Bug fixes and quality
- Fixed recurrent kernel issues, LSTM padding, recurrent policy auto-registration, value-estimator edge cases, async collector key preservation, and shared replay-buffer validation.
- Improved collector weight synchronization idempotency and diagnostics.
- Fixed tutorial/runtime issues including hidden multiprocessing imports, PPO tutorial doc mismatches, GRPO vLLM/SGLang runtime issues, and setup/test workflow failures.

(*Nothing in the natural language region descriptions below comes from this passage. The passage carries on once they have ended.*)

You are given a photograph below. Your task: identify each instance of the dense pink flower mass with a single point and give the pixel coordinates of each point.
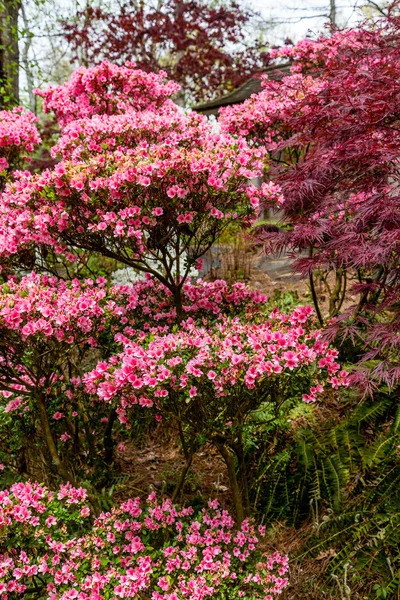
(42, 315)
(108, 89)
(18, 135)
(232, 358)
(139, 181)
(169, 552)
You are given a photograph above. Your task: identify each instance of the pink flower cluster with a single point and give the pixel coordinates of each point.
(108, 89)
(134, 196)
(42, 314)
(51, 308)
(263, 116)
(18, 135)
(173, 554)
(231, 358)
(148, 304)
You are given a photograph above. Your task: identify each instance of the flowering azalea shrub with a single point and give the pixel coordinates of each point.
(149, 305)
(49, 546)
(333, 125)
(138, 182)
(108, 89)
(52, 332)
(210, 380)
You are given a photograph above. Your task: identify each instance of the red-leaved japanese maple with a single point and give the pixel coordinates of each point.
(332, 130)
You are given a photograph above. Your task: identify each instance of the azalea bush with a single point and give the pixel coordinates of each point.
(52, 332)
(18, 137)
(332, 132)
(209, 380)
(50, 545)
(138, 181)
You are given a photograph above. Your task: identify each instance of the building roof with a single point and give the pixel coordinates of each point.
(247, 89)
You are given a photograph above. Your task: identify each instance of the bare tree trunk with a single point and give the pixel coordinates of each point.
(332, 13)
(62, 470)
(25, 61)
(9, 53)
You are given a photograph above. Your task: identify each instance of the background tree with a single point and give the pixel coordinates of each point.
(9, 53)
(207, 48)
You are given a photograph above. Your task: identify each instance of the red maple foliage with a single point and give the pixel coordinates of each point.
(206, 49)
(334, 126)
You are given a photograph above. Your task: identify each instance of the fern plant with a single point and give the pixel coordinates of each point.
(342, 476)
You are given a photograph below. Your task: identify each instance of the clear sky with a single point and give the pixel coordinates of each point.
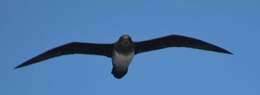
(30, 27)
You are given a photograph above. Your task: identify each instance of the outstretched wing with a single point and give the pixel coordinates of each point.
(72, 48)
(176, 41)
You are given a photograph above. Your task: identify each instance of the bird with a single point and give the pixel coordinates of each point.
(124, 49)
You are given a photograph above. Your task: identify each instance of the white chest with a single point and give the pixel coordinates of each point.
(122, 60)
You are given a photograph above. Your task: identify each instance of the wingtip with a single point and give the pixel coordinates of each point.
(17, 67)
(228, 52)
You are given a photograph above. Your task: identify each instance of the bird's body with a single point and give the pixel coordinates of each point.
(123, 51)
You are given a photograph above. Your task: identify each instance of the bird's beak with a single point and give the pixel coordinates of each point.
(125, 41)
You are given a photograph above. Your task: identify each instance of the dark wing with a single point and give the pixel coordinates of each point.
(72, 48)
(176, 41)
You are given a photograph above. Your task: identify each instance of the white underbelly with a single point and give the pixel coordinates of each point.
(120, 60)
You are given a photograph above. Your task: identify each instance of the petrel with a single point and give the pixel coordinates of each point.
(122, 51)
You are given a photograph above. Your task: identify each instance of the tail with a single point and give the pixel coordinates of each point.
(119, 72)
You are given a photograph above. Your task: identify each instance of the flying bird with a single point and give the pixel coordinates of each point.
(122, 51)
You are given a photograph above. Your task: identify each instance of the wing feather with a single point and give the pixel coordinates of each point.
(176, 41)
(71, 48)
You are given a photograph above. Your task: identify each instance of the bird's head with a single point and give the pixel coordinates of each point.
(125, 39)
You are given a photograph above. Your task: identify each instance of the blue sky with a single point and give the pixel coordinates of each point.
(30, 27)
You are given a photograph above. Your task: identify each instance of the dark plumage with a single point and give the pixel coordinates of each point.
(124, 49)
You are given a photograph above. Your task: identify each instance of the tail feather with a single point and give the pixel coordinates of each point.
(119, 72)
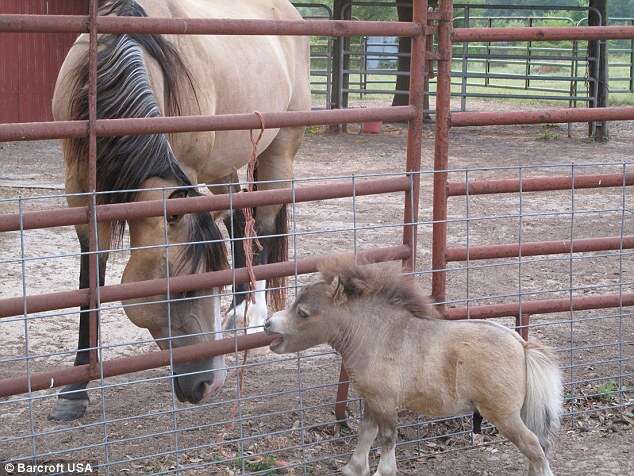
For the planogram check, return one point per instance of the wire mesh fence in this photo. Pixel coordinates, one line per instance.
(282, 417)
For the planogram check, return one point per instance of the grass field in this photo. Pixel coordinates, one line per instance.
(554, 82)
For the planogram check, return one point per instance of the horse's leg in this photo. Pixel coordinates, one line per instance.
(73, 400)
(359, 464)
(513, 428)
(275, 164)
(387, 436)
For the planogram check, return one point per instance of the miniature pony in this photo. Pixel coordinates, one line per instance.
(400, 354)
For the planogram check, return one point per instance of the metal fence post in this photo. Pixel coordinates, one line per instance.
(441, 153)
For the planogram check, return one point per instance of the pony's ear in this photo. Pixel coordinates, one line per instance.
(337, 291)
(344, 287)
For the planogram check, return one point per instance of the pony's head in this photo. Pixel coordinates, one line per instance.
(335, 308)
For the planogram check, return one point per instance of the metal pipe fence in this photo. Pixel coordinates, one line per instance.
(518, 70)
(284, 422)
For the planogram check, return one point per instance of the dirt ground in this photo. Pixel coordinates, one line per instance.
(285, 414)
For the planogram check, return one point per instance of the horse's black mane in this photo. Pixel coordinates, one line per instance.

- Fixed release-CI issues surfaced during the 0.13 dry run: stable TensorDict source checks, TorchCodec CPU wheel selection, mixed-device
check_env_specsvalidation, and GRU scan splitting under Dynamo. - Added local development setup improvements, a refreshed top-level README, broader CI/benchmark workflow fixes, and RNN reset rollout benchmarks across recurrent backends.
Upgrade note
Upgrade TorchRL and TensorDict together for this release series. Code that relied on APIs with v0.13-targeted FutureWarning or DeprecationWarning messages should be checked against the enacted 0.13 behavior before training jobs are resumed.